Among 4 elderly North American populations we found a consistent performance ranking of comorbidity scores in predicting 1-year mortality using claims data. This finding is reassuring for researchers who want to select the best performing standard score to control for comorbidity. Based on these data it can be assumed with greater certainty that the performance ranking can be generalized to other large general populations age 65 years or older, or large subgroups thereof, such as cardiovascular patients.
Comorbidity scores are useful because they are easy to apply and save time and resources, a major issue when analyzing massive health care databases and testing multiple hypotheses. They can also increase the efficiency of statistical inference, which may become an issue in claims data when analyzing small population subgroups or when comorbidities are modeled as time-varying covariates in longitudinal studies. However, adjusting for a score should not be regarded as successfully controlling for all confounding caused by comorbidity,37
because even scores with improved performance impose a functional relation between comorbidities and outcome. The narrower a subpopulation is defined, the more likely a score developed for a more general population will perform insufficiently. Scores are useful for preliminary analyses to indicate the direction and magnitude of confounding, which can guide decisions about further adjustment. It remains unclear how much more confounding can be controlled by using traditional multivariate modeling techniques to control comorbidity.
We found that diagnosis-based scores consistently performed better than medication-based scores at predicting future mortality. This is consistent with earlier findings that sicker patients are less likely to be treated for comorbid conditions.38
In particular, medications with some preventive effects, such as oral antidiabetic agents39
or lipid-lowering drugs,40
are less frequently prescribed in very sick patients, causing them to appear artificially “healthier” in medication-based scores. Another limitation of medication-based scores is that their list of drugs must be updated regularly as new drugs and drug classes become available.
In earlier studies, we had found that the number of distinct medications received during the previous year was a better predictor of mortality than the CDS-1.16
This finding is consistently true among our 4 large study populations. It is not surprising that the Ghali score in our sample of elderly beneficiaries did not perform as well as in the original publication because its weights were developed in patients undergoing bypass surgery.1,12
Numeric differences in the performance between some scores were small because the c-statistic (or area under the ROC curve) has a limited sensitivity to detect additional improvements in prediction once a certain level is reached.41
Nevertheless, if researchers had the option to select one score, we would recommend choosing the numerically best performing even if the absolute difference in c
is small.
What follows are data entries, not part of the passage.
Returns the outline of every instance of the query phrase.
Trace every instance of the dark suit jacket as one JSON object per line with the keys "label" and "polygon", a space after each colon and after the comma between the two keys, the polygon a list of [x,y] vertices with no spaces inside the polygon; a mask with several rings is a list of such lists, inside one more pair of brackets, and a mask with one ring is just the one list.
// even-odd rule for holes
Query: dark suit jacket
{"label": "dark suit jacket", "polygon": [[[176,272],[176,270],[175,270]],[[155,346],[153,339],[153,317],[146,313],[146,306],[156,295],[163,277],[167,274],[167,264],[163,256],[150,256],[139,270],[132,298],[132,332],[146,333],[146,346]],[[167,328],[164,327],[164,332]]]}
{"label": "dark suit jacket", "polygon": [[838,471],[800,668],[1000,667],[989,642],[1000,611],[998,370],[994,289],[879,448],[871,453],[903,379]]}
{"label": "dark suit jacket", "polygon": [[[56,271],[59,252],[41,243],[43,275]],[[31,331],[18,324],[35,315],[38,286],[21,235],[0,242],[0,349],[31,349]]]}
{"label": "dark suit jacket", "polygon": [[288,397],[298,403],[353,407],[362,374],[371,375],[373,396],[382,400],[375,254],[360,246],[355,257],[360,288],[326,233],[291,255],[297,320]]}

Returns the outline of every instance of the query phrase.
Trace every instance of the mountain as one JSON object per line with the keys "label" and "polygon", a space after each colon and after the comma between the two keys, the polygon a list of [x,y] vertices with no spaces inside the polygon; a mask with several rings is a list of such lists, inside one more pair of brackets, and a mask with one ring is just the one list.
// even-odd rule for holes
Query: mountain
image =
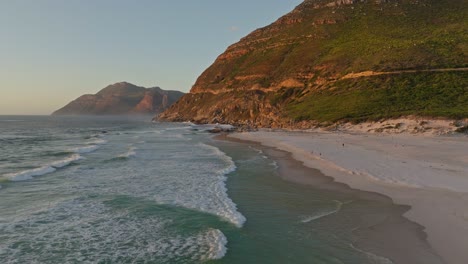
{"label": "mountain", "polygon": [[230,46],[160,118],[307,127],[468,116],[466,0],[306,0]]}
{"label": "mountain", "polygon": [[183,95],[179,91],[144,88],[120,82],[107,86],[97,94],[83,95],[53,115],[159,114]]}

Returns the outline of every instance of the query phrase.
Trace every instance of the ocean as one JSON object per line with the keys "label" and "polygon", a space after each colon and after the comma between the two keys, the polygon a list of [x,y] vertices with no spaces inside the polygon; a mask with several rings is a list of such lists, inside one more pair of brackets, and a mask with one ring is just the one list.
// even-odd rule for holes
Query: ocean
{"label": "ocean", "polygon": [[149,118],[0,117],[0,262],[392,263],[355,242],[406,209],[286,181],[275,155]]}

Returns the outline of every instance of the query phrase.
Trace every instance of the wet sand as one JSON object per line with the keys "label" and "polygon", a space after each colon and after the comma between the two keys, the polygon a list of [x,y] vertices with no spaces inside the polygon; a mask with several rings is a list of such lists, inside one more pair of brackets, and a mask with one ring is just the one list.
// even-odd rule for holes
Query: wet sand
{"label": "wet sand", "polygon": [[359,215],[357,222],[355,219],[350,220],[355,225],[353,246],[357,251],[367,254],[370,261],[388,262],[379,257],[382,256],[393,263],[444,263],[427,242],[424,227],[403,216],[410,209],[409,206],[396,205],[385,195],[352,189],[346,184],[336,182],[319,170],[304,166],[289,152],[225,135],[217,136],[216,139],[247,144],[262,150],[277,163],[279,176],[285,181],[346,194],[353,197],[354,201],[382,204],[382,210],[378,212],[362,213],[366,208],[362,206],[364,203],[359,202],[355,202],[353,206],[344,205],[340,210],[343,215]]}
{"label": "wet sand", "polygon": [[468,259],[468,137],[357,132],[236,133],[292,153],[354,189],[410,205],[404,216],[422,226],[450,264]]}

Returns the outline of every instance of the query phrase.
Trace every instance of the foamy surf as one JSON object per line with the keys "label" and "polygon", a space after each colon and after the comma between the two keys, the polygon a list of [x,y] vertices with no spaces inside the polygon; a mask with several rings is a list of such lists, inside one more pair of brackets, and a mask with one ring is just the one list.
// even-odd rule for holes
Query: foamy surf
{"label": "foamy surf", "polygon": [[237,211],[237,205],[231,200],[231,198],[229,198],[226,188],[227,175],[237,169],[236,164],[231,157],[226,155],[226,153],[222,152],[219,148],[204,143],[199,143],[198,145],[202,148],[210,150],[213,156],[220,158],[225,164],[224,168],[215,172],[220,181],[217,182],[213,188],[215,195],[222,204],[222,208],[216,211],[215,214],[241,228],[244,225],[246,218],[239,211]]}
{"label": "foamy surf", "polygon": [[313,215],[306,216],[301,220],[301,222],[302,223],[309,223],[309,222],[315,221],[317,219],[320,219],[320,218],[323,218],[323,217],[326,217],[326,216],[329,216],[329,215],[332,215],[332,214],[336,214],[341,210],[343,205],[348,204],[351,201],[343,203],[343,202],[334,200],[333,202],[335,202],[335,208],[332,208],[332,209],[329,209],[329,210],[324,210],[324,211],[321,211],[321,212],[316,212]]}
{"label": "foamy surf", "polygon": [[56,171],[56,169],[51,166],[43,166],[36,169],[5,174],[4,177],[9,179],[10,181],[27,181],[31,180],[33,177],[42,176],[48,173],[52,173],[54,171]]}
{"label": "foamy surf", "polygon": [[126,158],[126,159],[128,159],[128,158],[131,158],[131,157],[135,157],[136,156],[136,150],[137,150],[136,147],[130,147],[127,152],[117,156],[117,158]]}
{"label": "foamy surf", "polygon": [[218,229],[210,229],[205,234],[205,239],[210,241],[210,246],[202,260],[222,259],[226,255],[228,241],[223,232]]}
{"label": "foamy surf", "polygon": [[91,146],[86,146],[86,147],[77,147],[71,149],[71,151],[79,154],[85,154],[85,153],[91,153],[99,149],[99,146],[97,145],[91,145]]}
{"label": "foamy surf", "polygon": [[[2,263],[48,263],[50,256],[60,256],[63,263],[88,262],[86,259],[93,263],[200,263],[225,256],[227,239],[220,230],[208,228],[184,235],[168,231],[171,224],[164,215],[135,217],[100,202],[73,199],[0,226],[3,236],[21,244],[19,251],[0,246],[0,258]],[[69,243],[71,237],[74,243]],[[43,247],[47,240],[67,254],[56,247]]]}
{"label": "foamy surf", "polygon": [[254,150],[255,152],[257,152],[258,155],[261,156],[263,159],[268,159],[268,156],[265,155],[265,153],[263,153],[263,150],[254,148],[254,147],[252,147],[252,146],[249,146],[249,148],[250,148],[251,150]]}
{"label": "foamy surf", "polygon": [[276,161],[272,161],[271,163],[269,163],[269,165],[272,166],[273,168],[275,168],[275,170],[279,169],[278,162],[276,162]]}
{"label": "foamy surf", "polygon": [[58,161],[55,161],[55,162],[52,162],[50,164],[51,167],[53,168],[63,168],[63,167],[66,167],[68,165],[70,165],[70,163],[74,162],[74,161],[78,161],[80,159],[82,159],[83,157],[80,156],[79,154],[74,154],[72,155],[71,157],[68,157],[66,159],[63,159],[63,160],[58,160]]}
{"label": "foamy surf", "polygon": [[[55,166],[56,171],[20,184],[0,178],[0,262],[378,263],[369,260],[378,257],[349,246],[355,240],[354,228],[361,226],[361,219],[367,224],[368,215],[384,221],[374,216],[401,211],[386,210],[392,205],[374,202],[373,196],[363,195],[361,201],[354,191],[335,195],[328,189],[285,182],[274,172],[273,159],[264,159],[267,152],[257,145],[252,144],[265,153],[244,144],[211,141],[202,132],[182,135],[192,141],[167,139],[166,134],[183,132],[163,131],[173,124],[152,127],[149,122],[125,120],[106,124],[99,119],[88,125],[82,120],[58,126],[52,120],[43,131],[39,128],[44,122],[31,122],[40,127],[6,131],[38,137],[2,145],[6,148],[0,153],[0,176],[43,165]],[[134,137],[134,131],[153,129],[163,133]],[[112,132],[89,137],[101,130]],[[101,145],[104,142],[98,139],[109,142]],[[232,159],[199,142],[218,147]],[[70,148],[92,145],[101,148],[81,154],[87,159],[69,163],[74,154],[80,155]],[[138,148],[135,158],[117,158],[131,156],[125,154],[133,146]],[[351,199],[356,199],[352,208],[320,215],[335,208],[333,200]],[[244,212],[248,230],[237,228],[245,221],[238,214]],[[318,220],[301,223],[317,214]],[[376,242],[385,245],[384,240]],[[281,251],[284,241],[290,254]],[[382,246],[375,253],[393,259],[378,253],[384,250]]]}
{"label": "foamy surf", "polygon": [[256,151],[258,154],[263,154],[263,150],[249,146],[249,149]]}
{"label": "foamy surf", "polygon": [[362,249],[355,247],[353,244],[350,244],[350,246],[354,250],[364,254],[367,257],[368,261],[372,264],[393,264],[393,262],[389,260],[388,258],[378,256],[371,252],[364,251]]}
{"label": "foamy surf", "polygon": [[39,168],[24,170],[24,171],[20,171],[16,173],[8,173],[8,174],[3,175],[3,177],[10,181],[32,180],[34,177],[55,172],[57,169],[66,167],[70,165],[72,162],[78,161],[82,158],[83,157],[81,157],[80,155],[75,154],[63,160],[54,161]]}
In practice, often not all desirable data sources (5-digit ICD-9-CM diagnostic data plus pharmacy dispensing data) are available. Based on our ranking, researchers can pick the next best alternative and discuss the increased potential for residual confounding compared to the better performing scores.
of 0.77 means that for all possible pairs of individuals who died with individuals who lived, 77% of the time the model correctly attributed a higher risk of death to the person who died than to the person who lived. It has been shown how predictive validity can be translated into confounder adjustment.16
From several examples42–44
and text books,35
it appears that a c
above 0.7 is a model with acceptable performance and above 0.8 with excellent predictive performance; however, the meaningfulness of any level of performance depends on what is otherwise achievable using other methods. Large investments, such as additional data and analyses, yield only small numeric gains in c
above 0.75. Whether those gains are worth their price depends on the benefits of a “truer” analysis and the costs of error, issues that are unique to each problem studied.
The data for our study are now several years old; however, we are not aware of important changes in diagnostic coding for Medicare patients or changes to the structure and interpretation of relevant data fields. In the unlikely event that there were significant changes, they would affect the absolute performance in predicting mortality (c-statistic) but should not change the ranking in any systematic way.
Our study was limited to predicting mortality, the ultimate outcome of care. However, the ranking of scores may be different when predicting other health care outcomes, such as annual expenditures or number of services. The study was further limited to health care utilization databases from 3 states/provinces that were available to the authors and originally requested for other purposes. Although this selection may not be representative for both countries, it provides sufficient variability in characteristics of patients, health care systems, and recording practice for claims. The Pennsylvania database had more extensive coding of diagnoses related to ambulatory visits and services and the British Columbia data had more discharge diagnoses available. This may have affected the absolute level of performance, which is the reason why a relative ranking is the most valid approach to compare the performance of scores across populations.
We recommend that investigators use these performance data as one important factor when selecting a comorbidity score for epidemiologic analyses of health care utilization data. The Charlson-based Romano and Deyo scores using published weights in combination with a simple count of the different prescription drugs received during the past year appear to be well performing comorbidity measures in epidemiologic studies.